Build a 500 GFLOPS PC

lucaskclai

Honorable
Feb 13, 2014
17
0
10,510
I need to build a 500 GFLOPS PC and the following is my idea. It is for scientific calculation and the arithmetic power is important.

1. 2 CPU Xeon E5-2690 which has theoretical 371 GFLOPS

2. I do not which motherboard can put these 2 CPU together so that it has more than 500 GFLOPS

3. 1 256 G SSD and 1 T SATA hard disk.

4. I like to use Windows 8.1 as OS as the program I am using is MATLAB.

Any suggestion to my logic.

Thanks guy!
 
Dear Jan,

1. My motherboard is ASrock 41 without USB3
2. PSU no
3. My objective is to run big data analysis using MATLAB program.

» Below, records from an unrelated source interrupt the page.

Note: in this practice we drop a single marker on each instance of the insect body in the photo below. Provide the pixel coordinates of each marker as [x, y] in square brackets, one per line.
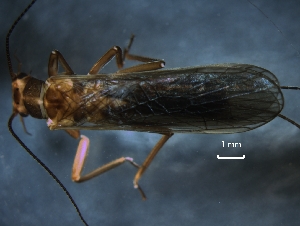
[225, 98]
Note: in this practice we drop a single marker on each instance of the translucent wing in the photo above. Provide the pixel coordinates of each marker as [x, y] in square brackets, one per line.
[227, 98]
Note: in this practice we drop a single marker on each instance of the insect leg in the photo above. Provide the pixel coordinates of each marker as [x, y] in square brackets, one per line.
[150, 63]
[149, 159]
[106, 58]
[55, 57]
[81, 154]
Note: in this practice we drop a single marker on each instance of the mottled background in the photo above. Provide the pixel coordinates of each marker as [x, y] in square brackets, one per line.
[186, 184]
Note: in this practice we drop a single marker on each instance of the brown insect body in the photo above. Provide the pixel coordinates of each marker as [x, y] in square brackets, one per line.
[225, 98]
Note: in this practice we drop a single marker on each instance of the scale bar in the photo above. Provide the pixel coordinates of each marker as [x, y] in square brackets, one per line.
[231, 157]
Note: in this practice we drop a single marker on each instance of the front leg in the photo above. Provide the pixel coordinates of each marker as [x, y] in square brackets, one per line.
[149, 64]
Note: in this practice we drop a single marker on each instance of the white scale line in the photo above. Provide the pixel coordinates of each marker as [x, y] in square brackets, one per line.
[231, 157]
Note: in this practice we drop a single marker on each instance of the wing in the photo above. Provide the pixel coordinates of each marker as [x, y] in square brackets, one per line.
[226, 98]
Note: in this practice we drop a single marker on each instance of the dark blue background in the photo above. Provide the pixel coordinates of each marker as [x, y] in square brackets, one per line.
[186, 184]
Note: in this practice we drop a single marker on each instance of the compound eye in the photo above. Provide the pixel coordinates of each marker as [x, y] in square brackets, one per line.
[23, 115]
[21, 75]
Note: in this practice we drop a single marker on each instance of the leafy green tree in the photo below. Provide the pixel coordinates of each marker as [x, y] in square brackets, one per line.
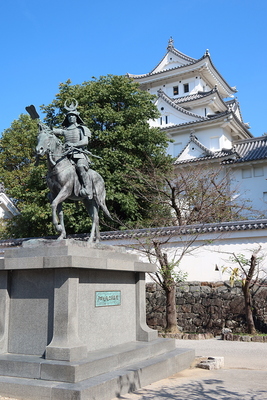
[117, 112]
[247, 270]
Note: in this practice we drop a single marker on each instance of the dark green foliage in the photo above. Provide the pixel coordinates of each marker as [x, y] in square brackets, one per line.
[117, 113]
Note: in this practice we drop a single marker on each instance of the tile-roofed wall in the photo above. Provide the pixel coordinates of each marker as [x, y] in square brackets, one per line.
[250, 150]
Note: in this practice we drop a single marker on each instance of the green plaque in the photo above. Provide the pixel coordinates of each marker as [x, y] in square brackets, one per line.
[112, 298]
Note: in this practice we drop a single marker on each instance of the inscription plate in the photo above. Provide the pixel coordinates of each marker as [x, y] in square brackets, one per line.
[112, 298]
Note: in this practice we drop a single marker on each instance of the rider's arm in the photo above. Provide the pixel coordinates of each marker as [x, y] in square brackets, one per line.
[58, 132]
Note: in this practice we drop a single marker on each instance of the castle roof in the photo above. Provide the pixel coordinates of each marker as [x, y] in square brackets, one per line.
[175, 63]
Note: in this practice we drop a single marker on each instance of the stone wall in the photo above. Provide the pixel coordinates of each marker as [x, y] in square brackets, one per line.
[207, 307]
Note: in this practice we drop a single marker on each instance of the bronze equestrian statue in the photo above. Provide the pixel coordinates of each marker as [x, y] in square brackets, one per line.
[69, 174]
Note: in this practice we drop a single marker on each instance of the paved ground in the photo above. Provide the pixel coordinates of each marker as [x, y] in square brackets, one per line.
[244, 376]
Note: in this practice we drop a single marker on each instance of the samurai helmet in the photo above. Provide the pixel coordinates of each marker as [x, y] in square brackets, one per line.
[71, 106]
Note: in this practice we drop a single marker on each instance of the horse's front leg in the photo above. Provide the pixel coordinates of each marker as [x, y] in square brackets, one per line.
[92, 210]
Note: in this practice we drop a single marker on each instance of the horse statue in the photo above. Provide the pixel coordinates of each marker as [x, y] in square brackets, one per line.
[64, 183]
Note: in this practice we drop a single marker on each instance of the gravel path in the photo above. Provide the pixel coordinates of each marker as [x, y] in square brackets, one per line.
[244, 376]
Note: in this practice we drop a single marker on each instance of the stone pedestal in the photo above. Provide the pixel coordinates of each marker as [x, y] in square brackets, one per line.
[73, 323]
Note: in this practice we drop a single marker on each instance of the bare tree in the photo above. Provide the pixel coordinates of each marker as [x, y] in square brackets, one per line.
[190, 196]
[248, 272]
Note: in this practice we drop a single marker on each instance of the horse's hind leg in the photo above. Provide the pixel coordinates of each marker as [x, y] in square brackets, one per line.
[92, 210]
[61, 225]
[57, 214]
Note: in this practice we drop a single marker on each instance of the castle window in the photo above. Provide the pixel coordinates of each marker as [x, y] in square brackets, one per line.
[258, 171]
[175, 90]
[177, 148]
[246, 173]
[186, 87]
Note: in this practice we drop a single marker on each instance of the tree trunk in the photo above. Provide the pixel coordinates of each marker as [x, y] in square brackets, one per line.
[247, 295]
[248, 310]
[171, 314]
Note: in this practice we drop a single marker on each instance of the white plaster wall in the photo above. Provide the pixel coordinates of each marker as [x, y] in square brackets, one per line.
[202, 263]
[252, 187]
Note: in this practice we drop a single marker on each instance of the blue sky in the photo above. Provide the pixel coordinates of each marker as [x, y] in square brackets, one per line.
[47, 42]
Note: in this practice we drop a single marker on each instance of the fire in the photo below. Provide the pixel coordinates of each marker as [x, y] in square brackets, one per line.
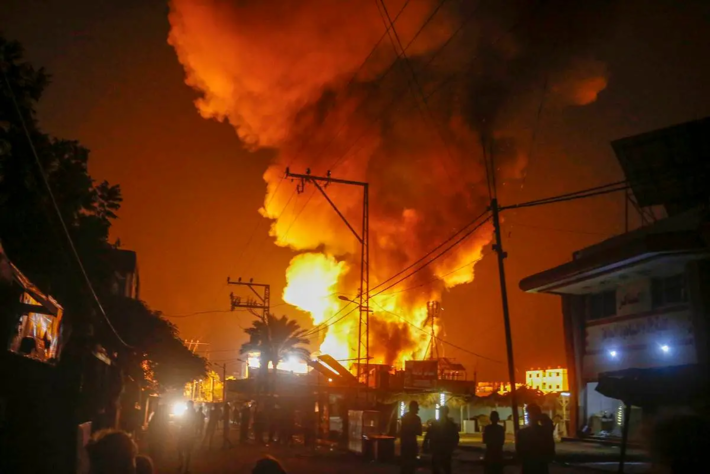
[312, 281]
[303, 78]
[312, 284]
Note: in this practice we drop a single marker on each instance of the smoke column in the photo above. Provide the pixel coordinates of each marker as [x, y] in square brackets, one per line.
[303, 78]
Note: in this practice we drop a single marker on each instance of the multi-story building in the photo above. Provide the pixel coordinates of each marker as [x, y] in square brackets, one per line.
[547, 380]
[636, 306]
[125, 280]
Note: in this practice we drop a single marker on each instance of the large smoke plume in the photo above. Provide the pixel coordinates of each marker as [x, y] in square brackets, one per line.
[298, 76]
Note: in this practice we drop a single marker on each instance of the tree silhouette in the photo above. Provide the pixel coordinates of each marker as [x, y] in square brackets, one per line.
[34, 239]
[275, 339]
[156, 347]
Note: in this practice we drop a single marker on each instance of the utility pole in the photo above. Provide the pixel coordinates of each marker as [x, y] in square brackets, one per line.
[498, 247]
[364, 238]
[433, 312]
[250, 303]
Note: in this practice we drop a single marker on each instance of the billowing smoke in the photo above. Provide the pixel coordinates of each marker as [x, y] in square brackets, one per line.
[303, 77]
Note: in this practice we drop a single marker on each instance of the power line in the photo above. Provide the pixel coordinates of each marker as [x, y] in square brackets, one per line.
[417, 84]
[438, 338]
[433, 280]
[304, 142]
[464, 237]
[324, 325]
[449, 239]
[386, 73]
[196, 313]
[569, 197]
[58, 212]
[572, 231]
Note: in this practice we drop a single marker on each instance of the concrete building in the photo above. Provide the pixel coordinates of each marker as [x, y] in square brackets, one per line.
[635, 307]
[547, 380]
[125, 280]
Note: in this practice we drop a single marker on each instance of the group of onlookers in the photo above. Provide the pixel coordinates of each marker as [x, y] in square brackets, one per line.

Data is in T byes.
4. It seems my machine is out of date for the task. If purchase a GeForce card could help, my budget could be more than $300.00 but I doubt it will work. To support a fast GPU card, CPU must be fast too.
5. In the long run, I like to build a machine for scientific research purpose. Hence, I come up with the idea to build a 2 latest CPU with more than 500 GFLOP and combine with GPU, it may go to 2 T GFLOP.

 
if you are adding a heavy GPU, you need to be sure your PSU can handle it. GPU cards can consume up to 300W these days.
also, I'd like to know if your how much PCIe 2.0 / 3.0 your mainboard has. It really matters in my GPU advice.
For floating-point operations, I got no specific preference. AMD is better at OpenCL integer operations compared to nvidia, but it doesn't matter in this case.
I really don't care about your CPU power: watch this:
http://en.wikipedia.org/wiki/List_of_Nvidia_graphics_processing_units
if you look at the nvidia geforce gtx titan, it will give you teraflops floating point calculation performance.
if you look at the retail price on amazon of the xeon E5-2690 vs the GTX titan, you know it is not worth investing in an expensive CPU, you will need to adapt your pc so it can host a GPU card as powerful (and hungry) as the GTX titan

*edit: why I don't care about CPU performance:
I once wrote a cluster application myself, in openCL, NPTL, and GlibC. it provided me a calculation power of nearly 8 tflops divided over 5 pcs across my network. often, I had to preserve 1 core only to do the IO communication to other PCs, GPUs and threaded task distribution. CPUs were always the slowest component, even on an amd E-350 using built-in graphics card.
 
ok, so I took a look at your current specifications:
- I do not reccommend to keep your current CPU / mainboard: you do not even have PCIe 2.0, if you empower it with a high end GPU, the card won't even be capable to get enough data through the PCIe bus
- do NOT invest in a dual-cpu system! buy a mainboard with 2 PCIe 3.0 X16 slots, and add 2 high-end GPUs (in your case, I recommend the GTX titan because it has a more acceptable single <> double precision performance penalty ). Buy 1 performance-oriented CPU. there's no need to make it a xeon, a high end hexa-core i7 will do. but if you really want to, it's the same socket. just make sure the mobo supports it.
- invest in a high end PSU and sufficient cooling: if you have 2 high end GPUs, and 1 high end CPU, your system will easily generate as much as 800W of heat. your system needs to be able to provide the power and withdraw the heat to keep it running. but using the setup of a i7-4960X and 2 GTX titans, you 'll have a system with a compute capability of +- 3 TFLOPS (double precision) / 8 TFLOPS(single precision) for a price below the original

*edit: and IF you want upgrade options: get a mainboard with 3 PCIe X16 buses and invest in 1 octa-core high-end CPU, you can add the 3rd card later. beware that you might need to invest in liquid cooling, as it is quite difficult to ventilate 1000W+ of heat in a normal ATX case
 
Dear Jan,

Thanks for your advice which is in line with my thinking. Do you suggest to use 256 G SSD and keep my existing 1 T SATA hard drive? To do research in big data, its size is 1 T. I am worry if the hard disk is fast enough to handle the task. One of my program run on Xeon took few hours to run because the data is so big. Even a MATLAB program running evolutionary algorithm take 2 days to finish on i5-4200U.
 
Dear Jan,

Would you recommend motherboard ASUS P9x79 WS Deluxe which is the best in Tom's hardware review?
GTX Titan 6 GB GDDR5 GeForce is 9 times more expensive than GTX Titan 2 GB GDDR5. Do you think this is a smart choice in my case, as I can put 6 GTX 2 GB which is 12 GB same as 2 6 GB GTX in the above motherboard but half the price.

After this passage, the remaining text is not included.